You are in between X-Mas and New Year, probably enjoying some days off, so why not hit the road or hop on a plane for a night in Venice.
We love it during this time of the year when the city belongs to the Venetians, and the alleys are more or less empty and coming inside for a café or aperitivo is a real treat. We checked out the InAcqua Restaurant at the Hotel Europa & Regina and indulged in a typical Venetian dinner, a real treat, especially before starting the new year.
IRMA: What are the most typical spices of Venice?
Riccardo Porracin: The most typical spices are: juniper, cumin, black pepper, cinnamon, cloves, coriander, saffron, macis and ginger. I usually use the spices in my dishes because they are healthy and they give a unique taste to my recipes.

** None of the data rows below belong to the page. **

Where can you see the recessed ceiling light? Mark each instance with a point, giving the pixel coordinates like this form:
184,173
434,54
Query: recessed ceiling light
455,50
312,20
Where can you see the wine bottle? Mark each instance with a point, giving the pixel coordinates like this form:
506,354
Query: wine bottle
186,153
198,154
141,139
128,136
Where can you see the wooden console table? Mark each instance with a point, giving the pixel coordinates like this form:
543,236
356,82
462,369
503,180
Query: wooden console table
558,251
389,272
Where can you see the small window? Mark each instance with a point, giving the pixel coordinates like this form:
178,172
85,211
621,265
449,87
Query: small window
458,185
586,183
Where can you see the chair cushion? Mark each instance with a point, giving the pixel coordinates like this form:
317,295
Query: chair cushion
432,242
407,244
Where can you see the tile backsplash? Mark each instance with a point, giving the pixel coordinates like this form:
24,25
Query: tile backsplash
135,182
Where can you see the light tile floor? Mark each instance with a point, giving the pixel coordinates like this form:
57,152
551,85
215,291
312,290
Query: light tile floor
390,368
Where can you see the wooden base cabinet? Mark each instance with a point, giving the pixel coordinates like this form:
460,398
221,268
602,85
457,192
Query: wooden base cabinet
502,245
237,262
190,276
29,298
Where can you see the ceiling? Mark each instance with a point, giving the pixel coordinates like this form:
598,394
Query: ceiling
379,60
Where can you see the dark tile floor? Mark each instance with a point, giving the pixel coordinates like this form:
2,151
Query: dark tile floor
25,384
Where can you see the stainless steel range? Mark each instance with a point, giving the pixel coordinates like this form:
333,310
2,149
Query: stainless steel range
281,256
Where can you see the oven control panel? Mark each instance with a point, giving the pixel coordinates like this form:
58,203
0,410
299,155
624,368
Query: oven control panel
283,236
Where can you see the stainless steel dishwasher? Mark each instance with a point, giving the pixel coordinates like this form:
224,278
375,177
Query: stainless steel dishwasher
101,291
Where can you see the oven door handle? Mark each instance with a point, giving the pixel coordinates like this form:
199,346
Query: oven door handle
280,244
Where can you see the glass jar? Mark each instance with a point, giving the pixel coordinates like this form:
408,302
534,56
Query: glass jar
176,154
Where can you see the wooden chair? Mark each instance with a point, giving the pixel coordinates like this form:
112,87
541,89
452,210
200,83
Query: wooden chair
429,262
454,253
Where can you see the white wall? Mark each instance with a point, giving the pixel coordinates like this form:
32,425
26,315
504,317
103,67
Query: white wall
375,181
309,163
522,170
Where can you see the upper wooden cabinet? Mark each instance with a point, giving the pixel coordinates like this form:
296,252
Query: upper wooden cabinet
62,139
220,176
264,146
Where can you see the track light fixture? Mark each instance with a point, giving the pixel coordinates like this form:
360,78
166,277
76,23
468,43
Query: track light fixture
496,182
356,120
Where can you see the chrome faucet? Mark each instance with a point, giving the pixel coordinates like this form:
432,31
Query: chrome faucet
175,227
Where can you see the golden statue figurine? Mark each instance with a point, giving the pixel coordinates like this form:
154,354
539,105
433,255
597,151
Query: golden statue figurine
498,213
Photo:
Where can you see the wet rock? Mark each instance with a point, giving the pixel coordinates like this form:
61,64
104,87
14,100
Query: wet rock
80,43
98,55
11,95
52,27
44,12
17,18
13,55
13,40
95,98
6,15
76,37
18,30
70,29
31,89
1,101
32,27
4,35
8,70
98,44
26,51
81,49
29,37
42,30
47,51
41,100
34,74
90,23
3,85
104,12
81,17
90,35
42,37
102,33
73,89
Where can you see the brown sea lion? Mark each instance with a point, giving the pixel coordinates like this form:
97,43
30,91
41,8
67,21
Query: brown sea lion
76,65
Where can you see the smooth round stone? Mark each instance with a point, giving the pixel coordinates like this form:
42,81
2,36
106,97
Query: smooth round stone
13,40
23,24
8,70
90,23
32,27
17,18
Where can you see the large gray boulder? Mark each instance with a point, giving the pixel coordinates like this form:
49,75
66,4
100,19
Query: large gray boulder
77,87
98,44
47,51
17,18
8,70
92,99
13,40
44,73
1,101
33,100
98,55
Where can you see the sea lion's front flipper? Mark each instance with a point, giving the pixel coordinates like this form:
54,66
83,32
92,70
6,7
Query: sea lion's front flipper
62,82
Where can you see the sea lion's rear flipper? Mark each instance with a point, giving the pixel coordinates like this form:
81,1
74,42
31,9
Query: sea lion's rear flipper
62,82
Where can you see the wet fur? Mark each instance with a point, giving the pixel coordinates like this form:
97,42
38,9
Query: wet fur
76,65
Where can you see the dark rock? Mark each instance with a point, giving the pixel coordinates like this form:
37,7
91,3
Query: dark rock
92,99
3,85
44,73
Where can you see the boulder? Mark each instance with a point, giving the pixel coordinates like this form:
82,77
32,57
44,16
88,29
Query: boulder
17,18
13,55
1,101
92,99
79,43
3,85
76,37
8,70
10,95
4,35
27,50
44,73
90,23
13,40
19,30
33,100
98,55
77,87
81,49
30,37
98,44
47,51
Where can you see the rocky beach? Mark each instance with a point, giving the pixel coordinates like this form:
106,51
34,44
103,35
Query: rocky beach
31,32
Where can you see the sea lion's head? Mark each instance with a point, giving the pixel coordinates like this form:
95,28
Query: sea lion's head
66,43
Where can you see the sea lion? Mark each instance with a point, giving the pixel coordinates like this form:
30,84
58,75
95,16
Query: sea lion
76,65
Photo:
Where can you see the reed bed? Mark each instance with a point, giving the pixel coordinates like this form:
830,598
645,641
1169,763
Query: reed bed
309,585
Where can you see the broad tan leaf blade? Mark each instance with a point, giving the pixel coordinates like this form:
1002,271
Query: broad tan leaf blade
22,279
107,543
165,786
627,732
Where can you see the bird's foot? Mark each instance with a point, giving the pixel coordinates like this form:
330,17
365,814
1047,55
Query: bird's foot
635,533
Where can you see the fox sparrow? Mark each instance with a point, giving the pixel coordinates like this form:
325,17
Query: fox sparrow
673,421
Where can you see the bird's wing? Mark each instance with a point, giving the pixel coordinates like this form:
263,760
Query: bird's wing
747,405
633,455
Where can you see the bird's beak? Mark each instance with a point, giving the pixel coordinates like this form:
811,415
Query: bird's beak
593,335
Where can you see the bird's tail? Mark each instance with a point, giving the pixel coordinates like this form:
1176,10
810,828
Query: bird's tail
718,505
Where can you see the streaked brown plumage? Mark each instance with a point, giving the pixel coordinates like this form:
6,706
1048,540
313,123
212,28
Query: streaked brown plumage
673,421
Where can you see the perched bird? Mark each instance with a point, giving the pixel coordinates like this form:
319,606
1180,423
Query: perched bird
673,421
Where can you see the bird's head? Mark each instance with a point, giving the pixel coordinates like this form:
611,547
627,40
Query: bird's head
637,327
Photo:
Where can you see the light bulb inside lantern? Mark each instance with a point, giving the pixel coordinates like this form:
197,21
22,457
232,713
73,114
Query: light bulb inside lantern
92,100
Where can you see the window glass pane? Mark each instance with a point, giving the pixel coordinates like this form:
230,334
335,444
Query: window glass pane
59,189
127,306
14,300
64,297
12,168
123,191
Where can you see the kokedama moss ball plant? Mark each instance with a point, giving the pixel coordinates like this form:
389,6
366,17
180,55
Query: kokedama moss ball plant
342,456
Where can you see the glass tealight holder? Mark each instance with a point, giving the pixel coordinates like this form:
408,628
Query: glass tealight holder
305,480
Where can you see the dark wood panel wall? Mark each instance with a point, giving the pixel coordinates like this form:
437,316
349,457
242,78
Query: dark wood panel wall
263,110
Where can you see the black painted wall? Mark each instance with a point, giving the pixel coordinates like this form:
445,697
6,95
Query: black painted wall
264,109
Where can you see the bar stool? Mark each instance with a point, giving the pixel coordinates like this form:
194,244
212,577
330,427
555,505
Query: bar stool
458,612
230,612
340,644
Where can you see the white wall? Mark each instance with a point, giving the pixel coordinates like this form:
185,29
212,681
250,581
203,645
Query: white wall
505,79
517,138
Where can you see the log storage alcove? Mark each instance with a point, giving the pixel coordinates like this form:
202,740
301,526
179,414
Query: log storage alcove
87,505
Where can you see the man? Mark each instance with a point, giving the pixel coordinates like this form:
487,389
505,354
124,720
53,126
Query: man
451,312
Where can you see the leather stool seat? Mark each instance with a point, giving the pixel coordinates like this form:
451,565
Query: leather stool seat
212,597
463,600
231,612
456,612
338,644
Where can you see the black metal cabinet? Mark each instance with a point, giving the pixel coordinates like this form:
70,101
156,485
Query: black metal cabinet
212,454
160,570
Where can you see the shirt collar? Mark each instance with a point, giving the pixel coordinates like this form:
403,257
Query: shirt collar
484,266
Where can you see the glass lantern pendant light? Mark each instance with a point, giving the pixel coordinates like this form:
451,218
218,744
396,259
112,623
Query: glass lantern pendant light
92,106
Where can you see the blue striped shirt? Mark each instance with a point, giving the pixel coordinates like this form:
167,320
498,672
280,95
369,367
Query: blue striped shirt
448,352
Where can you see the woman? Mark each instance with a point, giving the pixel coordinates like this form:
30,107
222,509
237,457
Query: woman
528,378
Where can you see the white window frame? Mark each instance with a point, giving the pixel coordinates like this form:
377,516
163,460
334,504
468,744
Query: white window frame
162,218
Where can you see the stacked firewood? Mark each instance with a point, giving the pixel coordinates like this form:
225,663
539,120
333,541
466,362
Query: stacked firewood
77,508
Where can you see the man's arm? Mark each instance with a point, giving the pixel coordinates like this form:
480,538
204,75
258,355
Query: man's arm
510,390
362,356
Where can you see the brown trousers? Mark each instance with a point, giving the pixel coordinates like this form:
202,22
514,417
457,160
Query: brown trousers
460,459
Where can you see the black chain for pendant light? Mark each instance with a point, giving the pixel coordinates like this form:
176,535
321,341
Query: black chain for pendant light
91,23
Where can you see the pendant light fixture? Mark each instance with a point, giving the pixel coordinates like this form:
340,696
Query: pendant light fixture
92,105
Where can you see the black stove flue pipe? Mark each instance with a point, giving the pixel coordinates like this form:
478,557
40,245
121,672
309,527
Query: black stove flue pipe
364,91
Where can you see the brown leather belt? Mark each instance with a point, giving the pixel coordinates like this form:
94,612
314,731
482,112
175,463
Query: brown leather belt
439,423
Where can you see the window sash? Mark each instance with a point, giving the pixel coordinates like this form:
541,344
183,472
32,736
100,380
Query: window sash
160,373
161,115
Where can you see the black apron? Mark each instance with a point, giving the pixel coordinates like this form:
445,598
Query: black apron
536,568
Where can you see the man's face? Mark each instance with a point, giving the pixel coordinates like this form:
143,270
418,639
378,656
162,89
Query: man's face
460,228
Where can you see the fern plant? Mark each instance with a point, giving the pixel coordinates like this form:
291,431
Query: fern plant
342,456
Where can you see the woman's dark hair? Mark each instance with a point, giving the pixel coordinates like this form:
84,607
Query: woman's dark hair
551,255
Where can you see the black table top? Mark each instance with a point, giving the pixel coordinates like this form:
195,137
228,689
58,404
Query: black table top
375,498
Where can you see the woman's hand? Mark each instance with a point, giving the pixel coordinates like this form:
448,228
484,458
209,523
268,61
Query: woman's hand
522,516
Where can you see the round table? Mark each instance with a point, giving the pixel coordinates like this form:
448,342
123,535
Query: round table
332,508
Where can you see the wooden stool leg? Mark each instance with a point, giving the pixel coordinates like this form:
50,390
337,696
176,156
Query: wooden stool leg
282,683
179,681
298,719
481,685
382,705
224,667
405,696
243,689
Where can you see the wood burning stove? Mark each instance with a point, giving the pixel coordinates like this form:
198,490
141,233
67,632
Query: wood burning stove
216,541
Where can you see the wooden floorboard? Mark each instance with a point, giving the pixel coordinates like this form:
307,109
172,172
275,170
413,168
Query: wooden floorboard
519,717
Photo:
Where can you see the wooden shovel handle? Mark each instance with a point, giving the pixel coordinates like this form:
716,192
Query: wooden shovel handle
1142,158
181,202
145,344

IRMA: What makes the InAcqua special?
Riccardo Porracin: First of all, its location – it’s a place where the sound created by the waves and the fragrances that linger in the air join the tastes and ingredients that make up the story of Venice. My special creations draw from tradition, where I combine antique gestures with the latest techniques, and with ingredients that I source from the best offerings of the local fields and waterways. These ingredients represent the freshest flavours of each season which I fuse into a combination of tasting pleasures more precious than their simple union to create once in an experience for our guests every day. These experiences are accompanied not only by a selection of the finest wines from Italian terroirs, but also by one of the most privileged views in all of Venice from the restaurant terrace: the beautiful Santa Maria della Salute Basilica and Punta della Dogana. It’s a genuine holistic experience to sit on the terrace, enjoying a unique food experience in front of the Basilica and listening to the melodies coming from the water and the singing gondoliers riding the Grand Canal.
IRMA: Which traditional Venetian dish did you reinvent/ reinterpreted? And how?
Riccardo Porracin: I reinterpreted a traditional dish named “risotto ai go’ ” that originally was served just with one type of fish (go’) and with no other kinds of ingredients, such as spices or vegetables. I decided to add more flavour using a parsley cream we make ourselves, and to let people taste an ancient Venetian flavour, I added a kind of fish that is not used very much these days – due to the long and difficult passages that are needed to cook it well – named “garusoli”.
IRMA: Do you have a favourite cookbook? Which one please?
Riccardo Porracin: Kitchen Confidential, which perfectly describes how crazy life was inside the old kitchens.
IRMA: What inspires you to create a new menu?
Riccardo Porracin: The nature, my trips around the world and my origins.
IRMA: The first thing you do when you start cooking in your own kitchen?
Riccardo Porracin: Turn on the music. My favourite is classical music. It inspires me!!!
IRMA: What is your personal favourite place, bars, patisserie, etc. for dinner or lunch in Venice?
Riccardo Porracin: My favourite bar is “Bacareto da Lele”. The owner of the bar is one of my dearest friends. For lunch or dinner, I like La Maschereta Restaurant and Santa Marina Restaurant.